Kasachstan? Was macht Papst Franziskus ausgerechnet in Kasachstan? Man könnte sich für den mittlerweile hochbetagten Mann, der nur noch mit Mühe gehen kann, wahrlich angenehmere Ausflugsziele vorstellen. Und während das katholische Deutschland (wenn überhaupt) vor allem mit der Aufarbeitung des Synodalen Wegs beschäftigt ist, trifft sich der Papst mit den geistlichen Führern der Welt- und traditionellen Religionen, die auf ihrem Kongress in Kasachstan für eine „nachhaltige, gerechte, sichere und florierende Welt“ eintreten und die „Bedeutung gemeinsamer menschlicher Werte für die geistige und soziale Entwicklung der Menschheit [bekräftigen], die universellen Frieden, Sicherheit und Stabilität gewährleisten“ (Abschlusserklärung 15.9.2022). Während der Nachbar Kasachstans einen imperialen Krieg vom Zaun bricht, tun sich die Religionen dieser Welt zusammen, um gemeinsam die Herausforderungen der Menschheit im 21. Jahrhundert anzugehen: „für die Überwindung von Intoleranz, Fremdenfeindlichkeit, Diskriminierung und Konflikten, die auf sozialen, ethnischen, kulturellen und religiösen Unterschieden beruhen“.
Doch, es tut sich was auf der großen Bühne des interreligiösen Dialogs. Zuvor hatten Papst Franziskus und Großimam Al-Tayyeb das Dokument „über die Geschwisterlichkeit aller Menschen für ein friedliches Zusammenleben in der Welt“ (Abu Dhabi) präsentiert: ein Meilenstein auf dem Weg wachsender Gemeinsamkeit, in dem beide Seiten für Glaubens- und Meinungsfreiheit eintreten, für Frauen- und Bürgerrechte, für Nachhaltigkeit und Frieden. Ein Weckruf, der auch die Vereinten Nationen erreicht hat, die den Tag der Unterzeichnung (4. Februar) zum „Welttag der menschlichen Geschwisterlichkeit“ ausgerufen haben.

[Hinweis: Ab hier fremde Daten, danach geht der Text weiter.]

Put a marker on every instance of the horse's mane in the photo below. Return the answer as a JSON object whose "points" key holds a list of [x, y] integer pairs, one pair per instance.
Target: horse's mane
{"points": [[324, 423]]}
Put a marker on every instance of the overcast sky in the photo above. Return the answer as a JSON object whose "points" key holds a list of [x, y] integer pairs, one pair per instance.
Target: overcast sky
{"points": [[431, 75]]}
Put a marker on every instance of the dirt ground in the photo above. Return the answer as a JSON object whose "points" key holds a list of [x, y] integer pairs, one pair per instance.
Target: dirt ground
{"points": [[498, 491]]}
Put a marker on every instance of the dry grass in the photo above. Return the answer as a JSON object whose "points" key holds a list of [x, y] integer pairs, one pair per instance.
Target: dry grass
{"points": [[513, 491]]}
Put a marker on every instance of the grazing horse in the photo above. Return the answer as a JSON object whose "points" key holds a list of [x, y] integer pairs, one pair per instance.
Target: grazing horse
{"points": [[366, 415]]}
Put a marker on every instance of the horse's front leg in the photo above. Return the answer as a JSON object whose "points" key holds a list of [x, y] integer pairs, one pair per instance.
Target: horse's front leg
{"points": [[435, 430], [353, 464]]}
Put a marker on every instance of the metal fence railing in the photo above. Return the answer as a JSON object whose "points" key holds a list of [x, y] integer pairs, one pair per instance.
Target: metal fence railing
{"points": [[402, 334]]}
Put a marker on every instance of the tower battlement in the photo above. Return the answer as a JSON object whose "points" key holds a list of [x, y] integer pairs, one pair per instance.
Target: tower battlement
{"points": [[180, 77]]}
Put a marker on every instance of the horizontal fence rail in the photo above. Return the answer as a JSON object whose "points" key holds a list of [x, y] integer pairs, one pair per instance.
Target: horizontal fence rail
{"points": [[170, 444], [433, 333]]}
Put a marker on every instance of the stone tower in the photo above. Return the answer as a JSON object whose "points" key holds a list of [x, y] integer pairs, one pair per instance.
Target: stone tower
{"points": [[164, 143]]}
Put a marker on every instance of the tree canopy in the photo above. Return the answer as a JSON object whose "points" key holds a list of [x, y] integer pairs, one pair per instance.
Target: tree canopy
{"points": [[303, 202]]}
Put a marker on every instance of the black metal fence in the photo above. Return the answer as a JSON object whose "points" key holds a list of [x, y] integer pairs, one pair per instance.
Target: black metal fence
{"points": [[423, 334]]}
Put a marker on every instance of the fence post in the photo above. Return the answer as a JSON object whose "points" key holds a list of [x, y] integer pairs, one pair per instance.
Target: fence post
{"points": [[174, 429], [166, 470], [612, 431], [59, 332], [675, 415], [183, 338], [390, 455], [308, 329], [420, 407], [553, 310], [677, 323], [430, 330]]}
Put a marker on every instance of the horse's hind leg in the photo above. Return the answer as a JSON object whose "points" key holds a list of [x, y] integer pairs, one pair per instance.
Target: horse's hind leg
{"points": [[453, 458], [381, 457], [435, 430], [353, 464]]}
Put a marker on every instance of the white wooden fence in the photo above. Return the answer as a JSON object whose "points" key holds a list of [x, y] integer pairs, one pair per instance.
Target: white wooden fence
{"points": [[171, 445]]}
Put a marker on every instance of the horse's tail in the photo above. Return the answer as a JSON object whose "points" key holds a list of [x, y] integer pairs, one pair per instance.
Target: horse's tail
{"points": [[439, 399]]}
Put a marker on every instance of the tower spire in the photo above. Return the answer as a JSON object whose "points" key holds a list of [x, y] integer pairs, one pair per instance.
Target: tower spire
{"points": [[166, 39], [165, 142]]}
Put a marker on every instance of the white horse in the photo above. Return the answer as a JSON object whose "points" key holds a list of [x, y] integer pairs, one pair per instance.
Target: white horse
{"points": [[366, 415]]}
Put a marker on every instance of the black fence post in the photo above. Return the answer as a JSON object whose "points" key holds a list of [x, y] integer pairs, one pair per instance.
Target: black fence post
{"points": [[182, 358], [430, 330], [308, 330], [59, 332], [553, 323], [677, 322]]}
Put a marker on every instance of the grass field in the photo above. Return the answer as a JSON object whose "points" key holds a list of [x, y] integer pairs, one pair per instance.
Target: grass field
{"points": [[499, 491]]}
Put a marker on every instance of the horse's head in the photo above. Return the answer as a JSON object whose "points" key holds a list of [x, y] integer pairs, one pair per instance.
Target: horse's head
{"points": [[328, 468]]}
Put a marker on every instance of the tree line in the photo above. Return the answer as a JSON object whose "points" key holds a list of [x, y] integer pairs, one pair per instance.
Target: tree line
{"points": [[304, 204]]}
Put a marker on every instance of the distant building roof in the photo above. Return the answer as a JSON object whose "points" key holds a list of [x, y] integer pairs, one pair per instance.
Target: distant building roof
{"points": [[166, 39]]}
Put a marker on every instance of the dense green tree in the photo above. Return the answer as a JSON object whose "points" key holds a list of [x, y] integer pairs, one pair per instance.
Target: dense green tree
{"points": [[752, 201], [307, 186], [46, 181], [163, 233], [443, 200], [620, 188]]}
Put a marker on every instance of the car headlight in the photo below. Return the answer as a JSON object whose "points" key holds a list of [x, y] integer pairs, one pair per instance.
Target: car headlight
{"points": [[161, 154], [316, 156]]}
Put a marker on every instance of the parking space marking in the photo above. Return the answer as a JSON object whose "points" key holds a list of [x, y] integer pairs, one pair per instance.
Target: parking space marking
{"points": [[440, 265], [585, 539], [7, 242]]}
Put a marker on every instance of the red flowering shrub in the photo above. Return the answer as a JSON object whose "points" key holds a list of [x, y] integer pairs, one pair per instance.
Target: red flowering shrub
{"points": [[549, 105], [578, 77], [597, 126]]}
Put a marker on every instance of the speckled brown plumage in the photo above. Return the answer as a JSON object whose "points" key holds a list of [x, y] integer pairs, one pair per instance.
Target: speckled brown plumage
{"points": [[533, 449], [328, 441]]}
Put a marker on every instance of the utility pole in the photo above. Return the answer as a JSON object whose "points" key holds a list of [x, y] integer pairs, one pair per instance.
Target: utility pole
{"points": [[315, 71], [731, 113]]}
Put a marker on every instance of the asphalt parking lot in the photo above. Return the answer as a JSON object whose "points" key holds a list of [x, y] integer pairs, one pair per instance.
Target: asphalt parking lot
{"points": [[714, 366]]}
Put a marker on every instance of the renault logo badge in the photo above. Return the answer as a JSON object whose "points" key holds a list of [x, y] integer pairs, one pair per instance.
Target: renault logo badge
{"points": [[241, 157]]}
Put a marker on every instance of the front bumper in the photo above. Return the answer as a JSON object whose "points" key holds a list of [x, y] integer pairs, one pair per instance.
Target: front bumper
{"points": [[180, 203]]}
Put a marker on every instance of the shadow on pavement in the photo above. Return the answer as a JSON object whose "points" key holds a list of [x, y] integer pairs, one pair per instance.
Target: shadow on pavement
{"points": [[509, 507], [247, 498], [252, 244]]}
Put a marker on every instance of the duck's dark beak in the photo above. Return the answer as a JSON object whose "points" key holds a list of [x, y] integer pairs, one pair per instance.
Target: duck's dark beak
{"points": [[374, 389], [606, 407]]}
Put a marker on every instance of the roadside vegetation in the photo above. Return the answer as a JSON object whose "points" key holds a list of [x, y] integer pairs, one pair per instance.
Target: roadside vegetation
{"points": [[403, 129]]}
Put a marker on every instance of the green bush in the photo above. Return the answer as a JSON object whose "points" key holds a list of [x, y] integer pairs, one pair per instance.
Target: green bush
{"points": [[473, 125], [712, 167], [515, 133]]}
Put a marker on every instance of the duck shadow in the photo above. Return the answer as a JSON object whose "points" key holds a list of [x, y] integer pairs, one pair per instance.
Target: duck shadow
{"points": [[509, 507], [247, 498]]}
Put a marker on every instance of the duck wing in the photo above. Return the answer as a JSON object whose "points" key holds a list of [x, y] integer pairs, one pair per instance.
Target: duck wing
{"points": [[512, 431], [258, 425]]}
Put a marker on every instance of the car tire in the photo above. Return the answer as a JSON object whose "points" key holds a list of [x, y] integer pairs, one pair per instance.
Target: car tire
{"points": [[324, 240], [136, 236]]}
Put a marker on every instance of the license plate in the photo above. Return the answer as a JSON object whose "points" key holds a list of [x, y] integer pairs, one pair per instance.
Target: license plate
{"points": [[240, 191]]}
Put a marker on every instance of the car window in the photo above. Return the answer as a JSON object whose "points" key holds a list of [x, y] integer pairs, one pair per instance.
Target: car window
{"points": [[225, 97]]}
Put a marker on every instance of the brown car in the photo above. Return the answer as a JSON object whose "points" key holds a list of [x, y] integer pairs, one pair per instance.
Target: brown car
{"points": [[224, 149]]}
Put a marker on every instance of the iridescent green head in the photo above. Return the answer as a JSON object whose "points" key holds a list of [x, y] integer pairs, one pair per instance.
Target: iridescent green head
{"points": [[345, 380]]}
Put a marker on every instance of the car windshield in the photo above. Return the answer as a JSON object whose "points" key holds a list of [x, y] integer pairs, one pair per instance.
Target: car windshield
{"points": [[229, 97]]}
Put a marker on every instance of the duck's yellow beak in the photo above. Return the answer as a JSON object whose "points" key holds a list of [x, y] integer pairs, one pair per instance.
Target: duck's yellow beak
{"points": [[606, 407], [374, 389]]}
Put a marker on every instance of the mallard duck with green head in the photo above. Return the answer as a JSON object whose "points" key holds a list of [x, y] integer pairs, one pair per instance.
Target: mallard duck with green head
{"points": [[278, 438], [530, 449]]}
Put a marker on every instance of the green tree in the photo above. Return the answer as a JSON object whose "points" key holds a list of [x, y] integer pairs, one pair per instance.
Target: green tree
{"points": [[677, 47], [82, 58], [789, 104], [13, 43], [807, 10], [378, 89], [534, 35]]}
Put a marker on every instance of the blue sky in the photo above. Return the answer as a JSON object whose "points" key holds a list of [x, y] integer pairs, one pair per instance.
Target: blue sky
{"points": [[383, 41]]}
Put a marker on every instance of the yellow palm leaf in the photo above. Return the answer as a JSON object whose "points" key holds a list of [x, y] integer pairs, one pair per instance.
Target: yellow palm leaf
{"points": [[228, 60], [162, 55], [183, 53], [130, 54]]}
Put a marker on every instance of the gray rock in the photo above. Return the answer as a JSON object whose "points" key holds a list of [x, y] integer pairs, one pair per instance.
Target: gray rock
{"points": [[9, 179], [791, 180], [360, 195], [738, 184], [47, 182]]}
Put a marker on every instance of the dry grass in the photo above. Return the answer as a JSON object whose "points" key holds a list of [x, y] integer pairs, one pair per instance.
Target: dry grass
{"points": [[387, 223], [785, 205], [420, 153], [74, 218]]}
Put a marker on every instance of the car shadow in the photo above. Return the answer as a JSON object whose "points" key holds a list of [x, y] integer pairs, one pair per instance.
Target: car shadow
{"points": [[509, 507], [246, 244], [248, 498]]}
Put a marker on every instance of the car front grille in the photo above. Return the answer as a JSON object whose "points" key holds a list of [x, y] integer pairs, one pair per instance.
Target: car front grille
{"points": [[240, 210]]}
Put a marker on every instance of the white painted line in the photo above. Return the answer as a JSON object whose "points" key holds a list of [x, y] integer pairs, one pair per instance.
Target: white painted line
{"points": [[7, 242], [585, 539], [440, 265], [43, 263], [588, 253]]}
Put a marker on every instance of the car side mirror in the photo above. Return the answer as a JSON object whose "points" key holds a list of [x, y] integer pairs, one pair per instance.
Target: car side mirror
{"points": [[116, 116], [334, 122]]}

„Nie zuvor in der Geschichte haben zwei bedeutende Vertreter zweier großer Weltreligionen eine gemeinsame programmatische Schrift wie diese verfasst“ (Matthias Altmann), die zugleich erahnen lässt, was für eine positive Gestaltungsmacht die Religionen haben, etwa auch im Blick auf die Nachhaltigkeitsziele der Vereinten Nationen (SDG’s) – wenn sie denn konstruktiv und gemeinwohlorientiert eingesetzt wird. Denn in einer zunehmend globalen Welt, in der die Weltgemeinschaft ihre Geschicke und Konflikte nicht mehr separieren kann, sondern politisch, ökonomisch, klimatisch unentwirrbar miteinander verwoben ist, kommt der kulturellen Prägekraft der Religionen eine weltpolitische Bedeutung für das Zusammenleben der Völker zu, vor allem dort, wo sie in konkreten Entwicklungsprojekten zusammenarbeiten und in Religionsgesprächen und diplomatischen Verhandlungen zu gemeinsamen Lösungen finden. Hier gilt es, den Dialog zu fördern und einen Konsens über die Werte zu finden, um transformatives Handeln für unser „gemeinsames Haus“ und die menschliche Familie voranzutreiben. Rund 80 Prozent der Weltbevölkerung bekennen sich zu einem Glauben an Gott oder einer ultimativen Sinnquelle, so dass den Religionen eine enorme Gestaltungsmacht für das Leben des Einzelnen wie der Gesellschaft zukommt; sie stellen zugleich ein immenses Potenzial dar, um die Kraft der Liebe zu entfesseln, zu der sich die meisten Religionen bekennen, und um die Transformation anzuführen, die die Welt braucht, um auf den „Schrei der Erde und der Verlassenen dieser Erde“ (LS 49) zu antworten.
In seiner Botschaft auf dem Kongress der Religionsführer in Kasachstan rief Papst Franziskus genau dazu auf: „eine Zukunft zu errichten, ohne dabei die Transzendenz und die Geschwisterlichkeit, die Anbetung des Allerhöchsten und die Annahme des Anderen zu vergessen. Lasst uns auf diese Weise voranschreiten und gemeinsam als Kinder des Himmels auf der Erde unterwegs sein, als Weber der Hoffnung und Handwerker der Eintracht, als Boten des Friedens und der Einheit!“ Das vorliegende Heft spricht über die Verantwortung der Religionen, den ihnen inhärenten Werten Geltung zu verschaffen, weltweit und wirksam. Es würde unsere Welt zu einem lebenswerten Ort machen, überall.